Mannix’s other challenges include finessing the genteel, narcissistic British film director Laurence Lorensz (Ralph Fiennes), who is furious at being forced to put the awkward but sincere Hobie Doyle – a studio contracted Western star with a drawl as thick as tar- in the lead in his next romantic epic. Mannix also has to hide the indiscretions of a pregnant starlet DeeAnna Moran (Scarlett Johanssen) and others from the attention of the gossip columnists Thessaly and Thora Thacker (Tilda Swinton playing an obvious riff on the real-life Hedda Hopper, who can also be seen in Trumbo), and keep the shoot of the studio’s naval-themed WWII musical number featuring song-and-dance star Burt Gurney (Channing Tatum) on track. Most of these encounters offer up some cracking laughs, with Fiennes’s character’s frustrated and pedantic on-set dialect coaching of the bemused Doyle (played by Alden Ehrenreich, in a star-making turn) being sidesplittingly funny. But the Coen brothers also give you more than just lush 1950s window dressing in all this: with the scene where Channing Tatum’s character and his backing dancer troup shoot the corny “No Dames” dance number, which featured heavily in the trailer, actually being a full performance of the entire piece, complete with some pretty fancy moves and a dash of innuendo.
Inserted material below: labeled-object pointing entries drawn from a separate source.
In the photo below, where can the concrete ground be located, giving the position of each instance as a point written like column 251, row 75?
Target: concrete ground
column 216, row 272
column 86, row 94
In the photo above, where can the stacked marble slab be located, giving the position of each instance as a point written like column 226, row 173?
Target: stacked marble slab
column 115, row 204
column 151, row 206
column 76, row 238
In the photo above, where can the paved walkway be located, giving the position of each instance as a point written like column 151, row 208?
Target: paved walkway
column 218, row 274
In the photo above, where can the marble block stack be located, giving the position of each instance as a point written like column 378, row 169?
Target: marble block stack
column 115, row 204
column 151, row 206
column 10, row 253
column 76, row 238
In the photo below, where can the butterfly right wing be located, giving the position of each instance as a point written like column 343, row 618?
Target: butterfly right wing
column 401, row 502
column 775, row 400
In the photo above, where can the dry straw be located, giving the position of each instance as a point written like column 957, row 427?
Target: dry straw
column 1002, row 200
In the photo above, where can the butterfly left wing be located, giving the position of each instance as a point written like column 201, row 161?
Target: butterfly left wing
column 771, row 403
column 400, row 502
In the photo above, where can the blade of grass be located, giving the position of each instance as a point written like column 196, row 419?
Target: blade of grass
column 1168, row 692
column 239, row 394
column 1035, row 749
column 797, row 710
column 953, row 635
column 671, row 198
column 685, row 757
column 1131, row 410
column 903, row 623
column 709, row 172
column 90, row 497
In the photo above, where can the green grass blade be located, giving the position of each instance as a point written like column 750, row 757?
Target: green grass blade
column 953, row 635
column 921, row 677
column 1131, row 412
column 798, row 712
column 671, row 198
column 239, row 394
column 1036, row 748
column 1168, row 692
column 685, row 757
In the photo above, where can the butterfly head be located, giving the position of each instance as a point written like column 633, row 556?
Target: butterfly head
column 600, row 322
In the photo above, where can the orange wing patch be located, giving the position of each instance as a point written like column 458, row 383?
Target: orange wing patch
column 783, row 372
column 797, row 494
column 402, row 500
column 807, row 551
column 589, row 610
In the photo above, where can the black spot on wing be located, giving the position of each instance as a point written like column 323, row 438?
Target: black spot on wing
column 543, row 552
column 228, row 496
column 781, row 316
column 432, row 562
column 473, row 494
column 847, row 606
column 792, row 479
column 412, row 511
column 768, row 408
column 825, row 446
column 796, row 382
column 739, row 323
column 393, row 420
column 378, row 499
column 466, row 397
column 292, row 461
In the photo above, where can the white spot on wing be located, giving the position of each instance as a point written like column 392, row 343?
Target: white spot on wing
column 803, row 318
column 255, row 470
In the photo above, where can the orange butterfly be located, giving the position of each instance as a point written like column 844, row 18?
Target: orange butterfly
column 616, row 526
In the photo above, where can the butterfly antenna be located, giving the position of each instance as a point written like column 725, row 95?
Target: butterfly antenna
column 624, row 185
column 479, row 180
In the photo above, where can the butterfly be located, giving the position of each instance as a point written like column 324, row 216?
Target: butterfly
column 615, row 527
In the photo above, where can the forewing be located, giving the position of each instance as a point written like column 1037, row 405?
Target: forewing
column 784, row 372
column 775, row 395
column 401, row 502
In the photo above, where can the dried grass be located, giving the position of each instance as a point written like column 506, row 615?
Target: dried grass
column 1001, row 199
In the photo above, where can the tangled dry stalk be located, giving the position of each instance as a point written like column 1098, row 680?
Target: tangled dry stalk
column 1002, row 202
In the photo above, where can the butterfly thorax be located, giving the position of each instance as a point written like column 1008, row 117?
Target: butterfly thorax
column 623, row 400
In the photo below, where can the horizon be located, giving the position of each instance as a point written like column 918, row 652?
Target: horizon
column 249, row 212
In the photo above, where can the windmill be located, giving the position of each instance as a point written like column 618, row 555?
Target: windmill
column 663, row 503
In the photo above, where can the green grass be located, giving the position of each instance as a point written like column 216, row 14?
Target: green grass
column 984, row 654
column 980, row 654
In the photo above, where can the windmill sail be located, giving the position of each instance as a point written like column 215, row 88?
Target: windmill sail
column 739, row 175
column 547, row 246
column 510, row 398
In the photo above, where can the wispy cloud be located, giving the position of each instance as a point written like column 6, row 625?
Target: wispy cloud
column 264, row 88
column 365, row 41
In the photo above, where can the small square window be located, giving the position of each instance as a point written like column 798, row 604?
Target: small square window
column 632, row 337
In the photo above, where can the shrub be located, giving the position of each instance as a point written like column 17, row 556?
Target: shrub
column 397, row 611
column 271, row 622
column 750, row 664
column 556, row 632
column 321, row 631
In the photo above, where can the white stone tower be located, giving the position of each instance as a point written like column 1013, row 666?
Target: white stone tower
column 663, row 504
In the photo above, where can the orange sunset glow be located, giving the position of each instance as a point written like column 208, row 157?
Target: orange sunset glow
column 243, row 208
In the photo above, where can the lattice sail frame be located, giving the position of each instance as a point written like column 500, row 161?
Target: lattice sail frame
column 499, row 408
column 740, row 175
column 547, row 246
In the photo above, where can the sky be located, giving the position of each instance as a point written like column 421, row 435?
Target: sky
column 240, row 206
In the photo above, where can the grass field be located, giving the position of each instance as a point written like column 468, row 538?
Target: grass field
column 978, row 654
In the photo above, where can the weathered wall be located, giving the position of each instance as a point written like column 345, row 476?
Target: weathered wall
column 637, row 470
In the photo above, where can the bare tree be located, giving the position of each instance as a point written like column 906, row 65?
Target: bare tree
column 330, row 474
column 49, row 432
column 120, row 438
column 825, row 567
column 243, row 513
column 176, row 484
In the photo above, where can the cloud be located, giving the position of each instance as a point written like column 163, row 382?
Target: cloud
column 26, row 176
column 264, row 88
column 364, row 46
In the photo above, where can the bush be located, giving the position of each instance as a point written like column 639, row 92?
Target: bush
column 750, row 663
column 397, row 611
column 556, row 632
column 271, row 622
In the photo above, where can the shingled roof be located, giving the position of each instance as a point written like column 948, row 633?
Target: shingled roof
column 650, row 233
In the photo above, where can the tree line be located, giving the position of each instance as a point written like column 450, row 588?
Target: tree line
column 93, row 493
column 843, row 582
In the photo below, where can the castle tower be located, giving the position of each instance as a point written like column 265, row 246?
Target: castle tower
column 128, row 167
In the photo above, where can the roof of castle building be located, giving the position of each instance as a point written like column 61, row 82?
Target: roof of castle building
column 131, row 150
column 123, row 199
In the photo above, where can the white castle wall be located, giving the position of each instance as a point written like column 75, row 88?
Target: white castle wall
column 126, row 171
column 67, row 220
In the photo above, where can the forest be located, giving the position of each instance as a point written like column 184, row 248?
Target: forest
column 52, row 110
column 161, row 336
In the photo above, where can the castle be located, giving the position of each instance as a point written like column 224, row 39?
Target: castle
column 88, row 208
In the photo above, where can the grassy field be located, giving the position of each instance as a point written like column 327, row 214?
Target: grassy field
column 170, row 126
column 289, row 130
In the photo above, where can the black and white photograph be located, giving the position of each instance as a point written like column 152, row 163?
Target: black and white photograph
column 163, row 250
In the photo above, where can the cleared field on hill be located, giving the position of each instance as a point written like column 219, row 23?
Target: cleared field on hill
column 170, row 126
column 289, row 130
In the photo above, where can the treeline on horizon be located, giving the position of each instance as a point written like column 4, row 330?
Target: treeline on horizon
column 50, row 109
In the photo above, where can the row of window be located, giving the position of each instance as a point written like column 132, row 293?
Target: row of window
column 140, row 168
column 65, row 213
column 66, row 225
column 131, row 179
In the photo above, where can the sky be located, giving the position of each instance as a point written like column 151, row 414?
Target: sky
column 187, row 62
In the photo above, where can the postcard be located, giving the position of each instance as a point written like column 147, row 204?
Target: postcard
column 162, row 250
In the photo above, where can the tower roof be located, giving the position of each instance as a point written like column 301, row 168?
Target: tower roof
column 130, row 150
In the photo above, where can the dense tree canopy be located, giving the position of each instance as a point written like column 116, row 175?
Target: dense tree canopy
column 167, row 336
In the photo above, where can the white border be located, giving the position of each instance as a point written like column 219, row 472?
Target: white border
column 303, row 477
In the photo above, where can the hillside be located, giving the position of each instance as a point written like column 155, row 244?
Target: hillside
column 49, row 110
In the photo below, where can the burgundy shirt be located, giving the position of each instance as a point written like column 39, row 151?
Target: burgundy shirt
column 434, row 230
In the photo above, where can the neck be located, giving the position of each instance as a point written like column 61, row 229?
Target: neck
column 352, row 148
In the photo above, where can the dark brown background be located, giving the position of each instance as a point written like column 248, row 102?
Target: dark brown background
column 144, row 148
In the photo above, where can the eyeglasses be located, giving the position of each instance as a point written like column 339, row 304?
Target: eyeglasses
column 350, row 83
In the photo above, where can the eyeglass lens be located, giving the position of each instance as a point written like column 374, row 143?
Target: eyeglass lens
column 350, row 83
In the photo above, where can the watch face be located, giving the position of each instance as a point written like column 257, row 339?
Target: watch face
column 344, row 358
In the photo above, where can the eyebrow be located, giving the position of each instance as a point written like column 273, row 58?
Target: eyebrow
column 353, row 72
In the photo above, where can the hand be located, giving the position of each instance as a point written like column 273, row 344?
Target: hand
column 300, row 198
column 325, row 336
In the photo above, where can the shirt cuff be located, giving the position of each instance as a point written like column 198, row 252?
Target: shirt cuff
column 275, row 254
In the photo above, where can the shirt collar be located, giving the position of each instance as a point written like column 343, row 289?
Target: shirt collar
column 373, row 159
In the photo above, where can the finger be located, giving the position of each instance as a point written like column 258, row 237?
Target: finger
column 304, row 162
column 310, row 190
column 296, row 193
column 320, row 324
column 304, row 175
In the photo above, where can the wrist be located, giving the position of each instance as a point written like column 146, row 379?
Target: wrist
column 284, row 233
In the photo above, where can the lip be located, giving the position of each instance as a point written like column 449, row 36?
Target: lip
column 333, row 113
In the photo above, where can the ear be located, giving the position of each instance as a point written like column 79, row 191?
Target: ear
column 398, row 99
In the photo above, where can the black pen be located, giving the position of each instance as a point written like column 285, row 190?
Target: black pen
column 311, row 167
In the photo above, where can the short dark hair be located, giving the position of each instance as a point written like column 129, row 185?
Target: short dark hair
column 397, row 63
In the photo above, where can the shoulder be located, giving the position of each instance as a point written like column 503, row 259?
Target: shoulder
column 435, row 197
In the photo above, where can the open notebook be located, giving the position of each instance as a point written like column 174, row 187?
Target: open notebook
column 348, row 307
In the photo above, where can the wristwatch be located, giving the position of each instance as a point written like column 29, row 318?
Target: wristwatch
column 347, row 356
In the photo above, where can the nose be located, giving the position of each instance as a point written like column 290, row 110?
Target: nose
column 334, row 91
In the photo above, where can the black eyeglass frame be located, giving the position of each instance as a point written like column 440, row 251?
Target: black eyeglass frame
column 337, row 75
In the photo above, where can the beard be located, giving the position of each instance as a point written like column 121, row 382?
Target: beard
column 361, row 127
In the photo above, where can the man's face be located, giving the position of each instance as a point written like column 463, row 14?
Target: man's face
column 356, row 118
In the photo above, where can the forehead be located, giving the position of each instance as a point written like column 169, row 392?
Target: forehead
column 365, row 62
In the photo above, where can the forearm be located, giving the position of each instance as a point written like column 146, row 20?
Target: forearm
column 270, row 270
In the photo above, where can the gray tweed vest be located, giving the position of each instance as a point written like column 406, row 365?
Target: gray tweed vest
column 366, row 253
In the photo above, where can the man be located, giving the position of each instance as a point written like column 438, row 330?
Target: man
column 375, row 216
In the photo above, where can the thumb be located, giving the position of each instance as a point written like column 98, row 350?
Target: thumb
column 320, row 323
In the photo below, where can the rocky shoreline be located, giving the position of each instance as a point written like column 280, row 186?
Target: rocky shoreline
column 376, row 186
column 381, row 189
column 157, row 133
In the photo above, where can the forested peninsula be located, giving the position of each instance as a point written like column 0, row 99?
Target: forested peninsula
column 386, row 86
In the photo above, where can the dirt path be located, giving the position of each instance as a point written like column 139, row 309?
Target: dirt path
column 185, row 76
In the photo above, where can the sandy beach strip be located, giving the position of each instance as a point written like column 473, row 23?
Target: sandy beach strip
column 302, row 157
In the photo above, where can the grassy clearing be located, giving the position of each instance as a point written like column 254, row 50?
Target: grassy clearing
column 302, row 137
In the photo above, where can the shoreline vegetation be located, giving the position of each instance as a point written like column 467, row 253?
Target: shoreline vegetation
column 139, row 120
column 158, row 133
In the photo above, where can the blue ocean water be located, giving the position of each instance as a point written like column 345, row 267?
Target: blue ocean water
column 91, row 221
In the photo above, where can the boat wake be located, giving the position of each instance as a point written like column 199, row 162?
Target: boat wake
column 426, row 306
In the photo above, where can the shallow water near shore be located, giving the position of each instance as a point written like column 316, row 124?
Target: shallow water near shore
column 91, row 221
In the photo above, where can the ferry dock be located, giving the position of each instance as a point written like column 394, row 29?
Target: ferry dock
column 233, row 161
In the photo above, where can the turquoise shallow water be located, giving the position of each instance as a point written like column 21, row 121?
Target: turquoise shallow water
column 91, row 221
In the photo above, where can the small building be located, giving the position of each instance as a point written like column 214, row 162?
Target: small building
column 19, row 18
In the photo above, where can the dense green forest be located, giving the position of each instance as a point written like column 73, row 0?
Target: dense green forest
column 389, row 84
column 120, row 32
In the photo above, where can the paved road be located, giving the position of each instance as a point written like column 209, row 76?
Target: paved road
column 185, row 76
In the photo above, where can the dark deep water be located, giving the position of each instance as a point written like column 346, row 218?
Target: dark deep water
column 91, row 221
The kidnappers turn out to be Communists, with the clueless Whitlock initially enamoured by all their talk of “helping the little guy”, even though the other stuff about dialectics goes way over his head. But the Coen’s don’t really bring politics heavily into the film. The Communists, all of them writers seemingly more concerned with their lack of studio credit and a cut of the profits than the Fourth International, are as dumb and conceited as everyone else. By having all the Communists in the film be writers, who boast of the pretty minor achievement of sneaking left wing ideology into the movie scripts, the Coen’s essentially have Senator McCarthy’s worst nightmare come true; pinko reds really are infiltrating the studios!
Hail, Caesar! will probably go down as a minor Coen work, soon overtaken in the conversations about their work by the next heavier, more thought-provoking turn from them. But there is no reason not to enjoy this pacey, lovely-looking and sweetly funny ode to the art-deco glory of Hollywood’s yesteryear.